500 000 tonnes intégrées dans près de 1 500 produits sur le marché français en 2012 : les nanoparticules sont aujourd'hui omniprésentes. Or, les eaux superficielles sont l'un des vecteurs principaux des polluants générés par les activités humaines, et les nanoparticules n'échappent pas à la règle. « Que ce soit lors de leur fabrication ou de leur intégration dans d'autres produits, au cours de leur utilisation et enfin en tant que déchets, il est nécessaire de comprendre leur comportement à tous les stades du cycle de vie », souligne Jérôme Labille, chargé de recherche CNRS au Centre européen de recherche et d'enseignement en géosciences de l'environnement (Cerege). Ce laboratoire observe l'évolution, le vieillissement, et les éventuels sous-produits de dégradation de nano-produits (crème solaire, peinture, ciment) dans différents milieux aqueux, avec un problème de taille : leur quantification.
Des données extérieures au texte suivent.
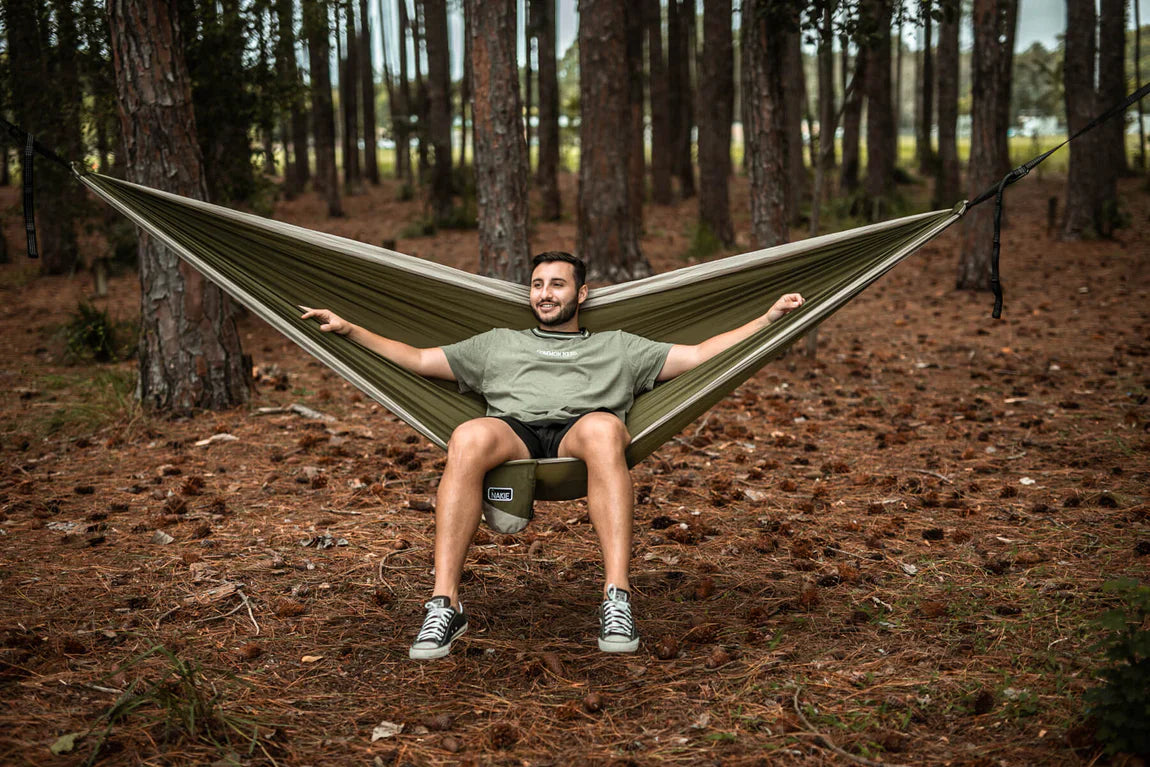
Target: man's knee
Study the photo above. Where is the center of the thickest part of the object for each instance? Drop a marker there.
(602, 431)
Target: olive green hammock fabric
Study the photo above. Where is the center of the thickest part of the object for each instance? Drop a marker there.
(274, 268)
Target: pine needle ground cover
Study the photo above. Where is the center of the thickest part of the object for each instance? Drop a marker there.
(895, 552)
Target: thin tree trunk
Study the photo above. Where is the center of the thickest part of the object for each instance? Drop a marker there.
(794, 102)
(947, 181)
(1083, 214)
(367, 98)
(636, 167)
(922, 150)
(190, 354)
(547, 171)
(528, 37)
(500, 151)
(323, 115)
(852, 123)
(438, 129)
(606, 235)
(881, 138)
(1112, 90)
(661, 121)
(989, 82)
(827, 108)
(717, 102)
(764, 121)
(403, 109)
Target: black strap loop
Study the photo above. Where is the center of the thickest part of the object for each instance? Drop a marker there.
(29, 190)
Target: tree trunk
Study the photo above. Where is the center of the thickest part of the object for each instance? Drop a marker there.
(421, 89)
(828, 122)
(500, 151)
(988, 82)
(680, 20)
(717, 104)
(547, 171)
(852, 122)
(349, 98)
(636, 167)
(403, 108)
(764, 121)
(323, 115)
(607, 235)
(438, 130)
(1112, 90)
(922, 150)
(661, 123)
(947, 181)
(528, 37)
(881, 138)
(297, 176)
(190, 354)
(1083, 213)
(44, 107)
(367, 98)
(794, 106)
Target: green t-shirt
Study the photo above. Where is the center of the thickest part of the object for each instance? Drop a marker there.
(539, 375)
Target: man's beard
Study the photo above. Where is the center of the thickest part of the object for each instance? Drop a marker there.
(566, 312)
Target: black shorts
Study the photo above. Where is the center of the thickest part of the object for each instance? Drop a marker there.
(543, 437)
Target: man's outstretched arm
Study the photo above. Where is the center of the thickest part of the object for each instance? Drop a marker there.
(430, 362)
(682, 358)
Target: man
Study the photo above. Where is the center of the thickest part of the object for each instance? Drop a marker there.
(554, 390)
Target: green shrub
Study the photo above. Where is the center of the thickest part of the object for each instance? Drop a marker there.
(1120, 707)
(92, 336)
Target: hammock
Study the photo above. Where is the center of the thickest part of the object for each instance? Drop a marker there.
(274, 268)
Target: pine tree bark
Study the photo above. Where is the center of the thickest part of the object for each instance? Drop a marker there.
(547, 171)
(349, 101)
(881, 137)
(922, 148)
(323, 114)
(438, 129)
(794, 106)
(947, 181)
(607, 235)
(717, 105)
(190, 354)
(1083, 182)
(367, 98)
(297, 176)
(500, 150)
(1112, 90)
(661, 123)
(636, 167)
(989, 85)
(852, 122)
(36, 105)
(764, 121)
(401, 112)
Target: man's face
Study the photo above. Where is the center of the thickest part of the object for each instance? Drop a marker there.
(554, 299)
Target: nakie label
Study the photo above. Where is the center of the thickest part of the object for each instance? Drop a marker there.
(500, 493)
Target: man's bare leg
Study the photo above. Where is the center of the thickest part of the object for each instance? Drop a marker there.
(475, 447)
(599, 439)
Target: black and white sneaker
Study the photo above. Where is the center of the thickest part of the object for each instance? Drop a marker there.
(616, 627)
(442, 626)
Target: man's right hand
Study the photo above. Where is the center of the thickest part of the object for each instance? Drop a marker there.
(329, 321)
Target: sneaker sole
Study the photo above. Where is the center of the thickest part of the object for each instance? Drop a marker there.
(431, 653)
(616, 645)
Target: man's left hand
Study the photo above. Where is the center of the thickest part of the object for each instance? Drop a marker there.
(784, 306)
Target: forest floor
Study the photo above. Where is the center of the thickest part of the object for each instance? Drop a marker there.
(898, 547)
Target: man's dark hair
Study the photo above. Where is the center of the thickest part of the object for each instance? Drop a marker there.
(566, 258)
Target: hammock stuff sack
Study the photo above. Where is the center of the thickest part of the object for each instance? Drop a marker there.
(275, 268)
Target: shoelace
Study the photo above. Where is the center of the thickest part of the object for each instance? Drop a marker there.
(435, 624)
(616, 614)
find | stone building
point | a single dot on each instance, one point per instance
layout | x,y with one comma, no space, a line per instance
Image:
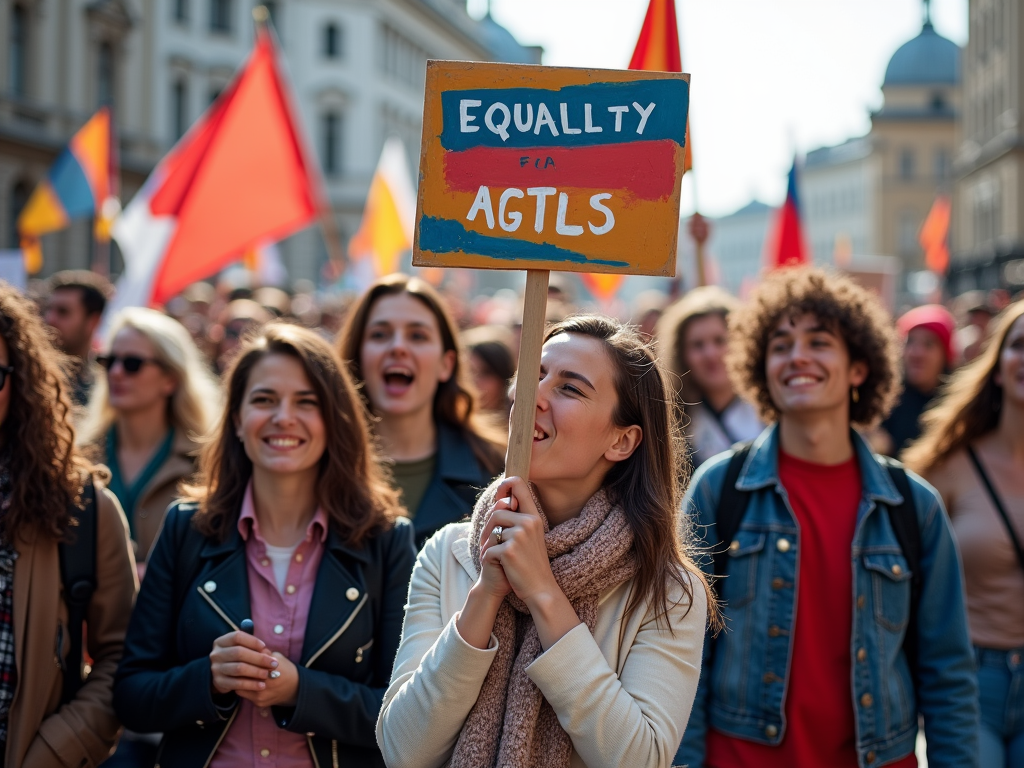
988,208
356,68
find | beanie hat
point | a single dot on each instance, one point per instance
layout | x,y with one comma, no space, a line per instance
937,320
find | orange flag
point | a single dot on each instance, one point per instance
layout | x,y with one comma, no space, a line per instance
241,176
933,236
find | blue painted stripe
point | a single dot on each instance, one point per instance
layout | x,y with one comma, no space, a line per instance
71,185
667,120
446,236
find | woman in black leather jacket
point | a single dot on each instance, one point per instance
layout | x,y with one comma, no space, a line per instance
274,596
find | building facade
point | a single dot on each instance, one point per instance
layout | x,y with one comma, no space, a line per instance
356,68
988,207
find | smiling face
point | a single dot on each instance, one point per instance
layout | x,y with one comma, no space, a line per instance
704,349
142,390
1010,374
402,356
808,368
574,435
280,422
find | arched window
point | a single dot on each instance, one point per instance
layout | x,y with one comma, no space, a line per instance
179,109
17,62
18,197
332,41
331,143
105,75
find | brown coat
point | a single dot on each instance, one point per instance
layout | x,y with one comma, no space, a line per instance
160,493
40,732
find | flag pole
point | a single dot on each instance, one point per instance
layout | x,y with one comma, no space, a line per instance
329,227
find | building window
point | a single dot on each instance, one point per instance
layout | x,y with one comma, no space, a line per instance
220,16
18,199
104,75
332,41
331,143
18,53
179,109
906,164
401,58
907,233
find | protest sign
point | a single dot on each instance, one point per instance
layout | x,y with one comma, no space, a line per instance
542,168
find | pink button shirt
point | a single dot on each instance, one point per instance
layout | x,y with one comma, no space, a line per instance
254,737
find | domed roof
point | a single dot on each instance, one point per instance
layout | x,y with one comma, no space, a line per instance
928,59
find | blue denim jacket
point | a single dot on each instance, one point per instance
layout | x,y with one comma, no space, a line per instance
738,697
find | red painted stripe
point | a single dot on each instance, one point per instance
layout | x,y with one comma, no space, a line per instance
645,168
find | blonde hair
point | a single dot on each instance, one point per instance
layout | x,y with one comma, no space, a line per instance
196,401
969,404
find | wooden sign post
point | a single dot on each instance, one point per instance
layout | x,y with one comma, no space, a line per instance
542,168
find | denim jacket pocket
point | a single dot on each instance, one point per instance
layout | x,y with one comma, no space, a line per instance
739,586
890,589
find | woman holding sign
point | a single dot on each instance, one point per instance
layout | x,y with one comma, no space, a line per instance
563,625
402,348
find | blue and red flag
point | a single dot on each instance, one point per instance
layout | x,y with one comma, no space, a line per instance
81,182
785,246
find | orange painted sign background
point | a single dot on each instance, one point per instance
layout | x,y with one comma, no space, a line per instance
550,168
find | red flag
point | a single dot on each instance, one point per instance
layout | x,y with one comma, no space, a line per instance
785,245
240,177
934,233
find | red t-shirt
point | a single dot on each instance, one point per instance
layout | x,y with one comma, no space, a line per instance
818,700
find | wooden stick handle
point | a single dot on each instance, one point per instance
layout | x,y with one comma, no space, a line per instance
528,373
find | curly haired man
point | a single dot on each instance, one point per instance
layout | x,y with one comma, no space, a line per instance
841,584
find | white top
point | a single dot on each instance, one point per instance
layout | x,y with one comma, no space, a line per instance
623,694
281,559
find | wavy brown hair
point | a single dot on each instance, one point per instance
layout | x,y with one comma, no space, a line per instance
351,484
647,485
970,403
37,432
455,403
841,305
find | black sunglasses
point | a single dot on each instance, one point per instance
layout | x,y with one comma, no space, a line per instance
131,364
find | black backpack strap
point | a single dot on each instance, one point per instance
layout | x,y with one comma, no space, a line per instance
729,513
78,574
903,518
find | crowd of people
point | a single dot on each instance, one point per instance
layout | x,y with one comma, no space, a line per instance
265,528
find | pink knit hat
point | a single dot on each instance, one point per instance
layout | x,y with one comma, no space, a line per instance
937,320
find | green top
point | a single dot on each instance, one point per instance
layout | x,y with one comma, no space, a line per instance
129,495
412,479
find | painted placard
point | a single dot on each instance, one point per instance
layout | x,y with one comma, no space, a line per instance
550,168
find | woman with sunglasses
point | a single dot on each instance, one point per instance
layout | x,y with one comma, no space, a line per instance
563,625
54,511
145,416
268,621
401,346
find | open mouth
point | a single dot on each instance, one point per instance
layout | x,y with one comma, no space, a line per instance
283,442
397,380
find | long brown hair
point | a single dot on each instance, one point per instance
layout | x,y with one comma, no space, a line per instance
37,432
455,403
648,485
351,485
969,404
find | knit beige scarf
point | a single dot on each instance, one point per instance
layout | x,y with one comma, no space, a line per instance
511,725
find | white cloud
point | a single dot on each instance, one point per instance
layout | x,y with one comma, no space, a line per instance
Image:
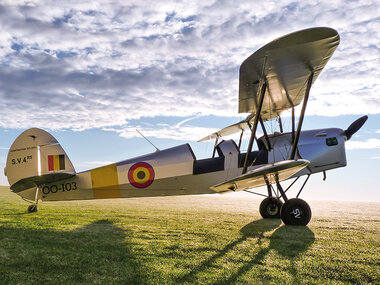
368,144
83,65
165,131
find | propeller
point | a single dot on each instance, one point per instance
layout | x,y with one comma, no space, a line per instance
355,126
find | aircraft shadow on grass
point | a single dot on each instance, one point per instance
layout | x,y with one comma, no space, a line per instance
288,241
90,254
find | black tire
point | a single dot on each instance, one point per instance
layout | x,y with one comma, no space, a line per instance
32,209
296,212
270,208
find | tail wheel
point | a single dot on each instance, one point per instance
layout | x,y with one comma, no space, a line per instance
32,209
270,208
296,212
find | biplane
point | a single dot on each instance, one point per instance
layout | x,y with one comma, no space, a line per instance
276,78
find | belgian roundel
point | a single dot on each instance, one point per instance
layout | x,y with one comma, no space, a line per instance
141,175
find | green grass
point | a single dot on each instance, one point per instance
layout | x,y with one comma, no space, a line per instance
185,240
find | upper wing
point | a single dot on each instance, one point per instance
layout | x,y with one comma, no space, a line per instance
285,64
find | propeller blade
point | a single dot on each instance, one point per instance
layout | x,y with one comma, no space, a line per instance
355,126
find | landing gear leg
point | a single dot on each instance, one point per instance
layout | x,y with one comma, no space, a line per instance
270,208
34,208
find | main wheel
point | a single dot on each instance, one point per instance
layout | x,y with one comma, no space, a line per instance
32,209
296,212
270,208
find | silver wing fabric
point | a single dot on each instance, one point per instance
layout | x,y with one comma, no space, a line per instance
285,64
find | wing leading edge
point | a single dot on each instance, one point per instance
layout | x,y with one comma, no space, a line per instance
285,64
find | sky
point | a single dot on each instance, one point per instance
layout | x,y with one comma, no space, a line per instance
92,72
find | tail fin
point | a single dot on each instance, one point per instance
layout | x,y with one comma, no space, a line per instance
36,158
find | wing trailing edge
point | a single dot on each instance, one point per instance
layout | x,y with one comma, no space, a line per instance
277,171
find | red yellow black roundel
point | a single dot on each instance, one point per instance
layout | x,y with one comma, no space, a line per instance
141,174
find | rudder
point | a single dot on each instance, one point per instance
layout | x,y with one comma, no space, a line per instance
36,158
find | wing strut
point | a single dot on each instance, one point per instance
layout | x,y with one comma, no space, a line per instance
305,99
265,134
254,127
216,143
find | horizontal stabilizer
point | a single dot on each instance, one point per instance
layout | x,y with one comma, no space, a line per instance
281,170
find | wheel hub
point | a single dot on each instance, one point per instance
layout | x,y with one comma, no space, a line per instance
297,213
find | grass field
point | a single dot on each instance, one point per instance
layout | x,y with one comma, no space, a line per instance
208,239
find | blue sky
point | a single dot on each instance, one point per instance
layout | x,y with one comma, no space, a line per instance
92,72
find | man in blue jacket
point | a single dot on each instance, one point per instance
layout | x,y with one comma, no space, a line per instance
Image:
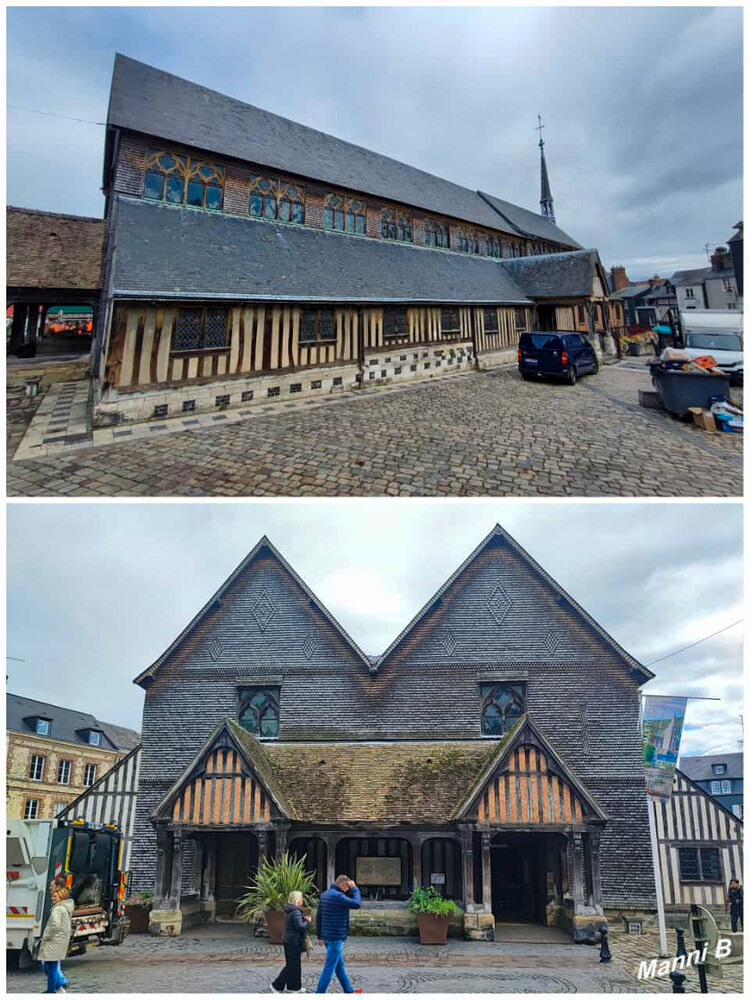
332,923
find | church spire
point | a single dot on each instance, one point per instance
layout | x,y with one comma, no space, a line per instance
548,208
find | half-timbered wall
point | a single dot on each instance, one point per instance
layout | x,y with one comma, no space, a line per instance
224,795
691,818
528,793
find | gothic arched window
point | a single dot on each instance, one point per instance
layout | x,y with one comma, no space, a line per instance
502,704
395,226
436,234
259,711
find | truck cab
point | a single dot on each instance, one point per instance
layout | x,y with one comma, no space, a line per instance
89,857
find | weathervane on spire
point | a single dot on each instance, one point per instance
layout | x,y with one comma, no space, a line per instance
548,209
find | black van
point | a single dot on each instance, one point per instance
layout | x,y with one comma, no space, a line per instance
557,354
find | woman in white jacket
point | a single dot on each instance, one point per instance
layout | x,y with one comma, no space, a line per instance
56,937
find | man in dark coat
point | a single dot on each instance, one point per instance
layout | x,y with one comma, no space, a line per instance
734,902
332,924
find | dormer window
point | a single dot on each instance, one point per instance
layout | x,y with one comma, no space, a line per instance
502,704
259,711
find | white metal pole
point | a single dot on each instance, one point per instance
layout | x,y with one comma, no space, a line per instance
663,951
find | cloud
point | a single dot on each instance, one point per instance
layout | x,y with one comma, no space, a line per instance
642,105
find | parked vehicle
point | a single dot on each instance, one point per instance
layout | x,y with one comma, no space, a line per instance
726,348
88,855
557,354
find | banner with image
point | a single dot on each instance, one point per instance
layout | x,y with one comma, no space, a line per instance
663,718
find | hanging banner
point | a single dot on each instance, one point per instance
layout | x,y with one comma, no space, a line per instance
662,731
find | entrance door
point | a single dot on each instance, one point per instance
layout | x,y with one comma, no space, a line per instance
519,879
237,859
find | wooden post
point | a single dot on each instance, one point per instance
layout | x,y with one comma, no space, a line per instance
486,872
467,857
175,888
578,861
162,871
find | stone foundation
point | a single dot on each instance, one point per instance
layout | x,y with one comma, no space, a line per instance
214,396
402,362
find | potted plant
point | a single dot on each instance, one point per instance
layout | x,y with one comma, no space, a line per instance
137,909
268,892
433,914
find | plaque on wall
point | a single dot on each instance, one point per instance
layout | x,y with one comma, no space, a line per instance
378,871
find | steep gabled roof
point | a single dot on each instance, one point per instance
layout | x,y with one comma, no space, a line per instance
498,535
557,275
526,731
263,544
147,100
228,734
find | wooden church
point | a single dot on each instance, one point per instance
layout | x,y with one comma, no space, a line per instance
492,750
249,258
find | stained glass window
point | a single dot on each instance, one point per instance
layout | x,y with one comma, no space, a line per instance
436,234
259,711
502,704
316,325
490,321
395,226
275,199
184,180
200,329
449,321
395,323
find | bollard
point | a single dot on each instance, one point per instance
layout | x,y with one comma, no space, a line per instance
678,977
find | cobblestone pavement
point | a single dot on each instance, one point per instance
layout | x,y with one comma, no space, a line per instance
239,964
479,434
628,950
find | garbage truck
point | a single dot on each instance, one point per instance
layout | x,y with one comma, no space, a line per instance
89,857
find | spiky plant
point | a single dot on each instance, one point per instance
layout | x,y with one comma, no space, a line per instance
273,881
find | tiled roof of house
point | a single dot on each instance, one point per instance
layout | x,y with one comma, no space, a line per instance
147,100
554,275
48,250
66,723
700,767
175,252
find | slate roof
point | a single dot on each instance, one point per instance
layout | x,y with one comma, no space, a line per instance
176,252
700,768
147,100
267,545
499,536
67,724
49,250
557,275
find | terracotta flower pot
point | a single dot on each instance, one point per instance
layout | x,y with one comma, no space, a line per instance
138,917
432,929
275,921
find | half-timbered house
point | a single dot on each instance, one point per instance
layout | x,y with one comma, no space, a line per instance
493,749
250,258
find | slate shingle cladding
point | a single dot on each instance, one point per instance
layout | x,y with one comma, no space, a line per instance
556,275
497,619
147,100
177,252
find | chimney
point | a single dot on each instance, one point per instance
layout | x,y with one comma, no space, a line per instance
619,278
721,259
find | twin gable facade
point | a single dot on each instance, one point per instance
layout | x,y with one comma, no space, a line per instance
501,707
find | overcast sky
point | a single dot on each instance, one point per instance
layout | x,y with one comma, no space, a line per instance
96,592
642,104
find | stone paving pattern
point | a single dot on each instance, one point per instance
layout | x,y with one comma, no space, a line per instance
478,434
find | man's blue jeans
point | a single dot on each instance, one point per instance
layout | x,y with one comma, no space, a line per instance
55,979
334,963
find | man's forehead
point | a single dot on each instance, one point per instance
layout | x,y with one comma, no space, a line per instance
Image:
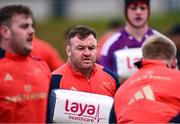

Il s'avère pour l'instant quasiment impossible d'en mesurer la concentration (de l'ordre du microgramme/litre) dans un échantillon liquide, malgré les technologies de pointe mises en œuvre au Cerege (comme la nanotomographie à rayons X ou la filtration à flux tangentiel).
De plus, il est très difficile de distinguer les nanoparticules artificielles de leurs homologues naturelles, comme la matière organique, les argiles ou encore les colloïdes, avec lesquelles elles interagissent. Suspension, agrégation, adsorption, sédimentation, spéciation, etc., de nombreux mécanismes physico-chimiques et facteurs environnementaux interviennent. « Dans le cadre du programme international Nanoheter, ces processus sont en cours d'étude, afin d'établir un modèle de devenir des nanomatériaux dans la colonne d'eau, » ajoute Jérôme Labille. Également porté par le Cerege, le projet Labex Serenade cherche à travailler avec les industriels pour développer des nano-produits prenant mieux en compte les risques sanitaires et environnementaux, ainsi que des procédés de recyclage ou de traitement des effluents et des eaux de surface. L'Anses coordonne quant à elle le programme Nanogenotox, visant à fournir à la Commission européenne une méthode fiable d'évaluation de la toxicité des nanomatériaux. « Des travaux en laboratoire sur des bivalves, des vers ou des poissons démontrent la génotoxicité et le stress oxydant qu'ils génèrent », indique Catherine Mouneyrac, chercheur en écotoxicologie à l'Université catholique de l'Ouest (Angers), également experte pour l'agence sanitaire.
En mai dernier, l'Anses actualisait son évaluation des risques liés aux nanomatériaux, recommandant d'adapter les réglementations européennes CLP et Reach, et de mieux caractériser l'exposition des populations.